I tried to train my model and it worked a few days before. However, when I tried to train again now I received this error. i have not changed any codes from the last one.

segmentation fault (core dumped)

then I did the faulthandler and it showed this:

Fatal Python error: Segmentation fault

Current thread 0x00007f6ac0982740 (most recent call first):
  File "/usr/local/lib/python3.6/dist-packages/torch/cuda/comm.py", line 39 in broadcast_coalesced
  File "/usr/local/lib/python3.6/dist-packages/torch/nn/parallel/_functions.py", line 21 in forward
  File "/usr/local/lib/python3.6/dist-packages/torch/nn/parallel/replicate.py", line 72 in _broadcast_coalesced_reshape
  File "/usr/local/lib/python3.6/dist-packages/torch/nn/parallel/replicate.py", line 89 in replicate
  File "/usr/local/lib/python3.6/dist-packages/torch/nn/parallel/data_parallel.py", line 159 in replicate
  File "/usr/local/lib/python3.6/dist-packages/torch/nn/parallel/data_parallel.py", line 154 in forward
  File "/usr/local/lib/python3.6/dist-packages/torch/nn/modules/module.py", line 550 in __call__
  File "train_2.py", line 79 in run
  File "train_2.py", line 120 in <module>
Segmentation fault (core dumped)

the line 81 in train.py is

predicts = net(image)

line 122-123 is

if __name__ == '__main__':
run()

i already reinstalled the python3.6.9 and it still gave me the same error.

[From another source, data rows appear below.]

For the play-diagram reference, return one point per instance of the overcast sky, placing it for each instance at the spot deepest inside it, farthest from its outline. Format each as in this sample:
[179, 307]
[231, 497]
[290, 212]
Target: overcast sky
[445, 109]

this is my dataparallel code:

cuda_available = torch.cuda.is_available()
device_ids = [0,1] #number of gpu available
torch.cuda.set_device(device_ids[0])

if cuda_available:
    net = net.cuda()
    net = nn.DataParallel(net, device_ids=device_ids)

ptrblck · August 17, 2021, 7:12pm

Could you update to the latest stable release (1.9.0) or the nightly binary and rerun your script, please?

eja · August 18, 2021, 6:15am

i tried torch 1.9.0 before but it gave me nccl error.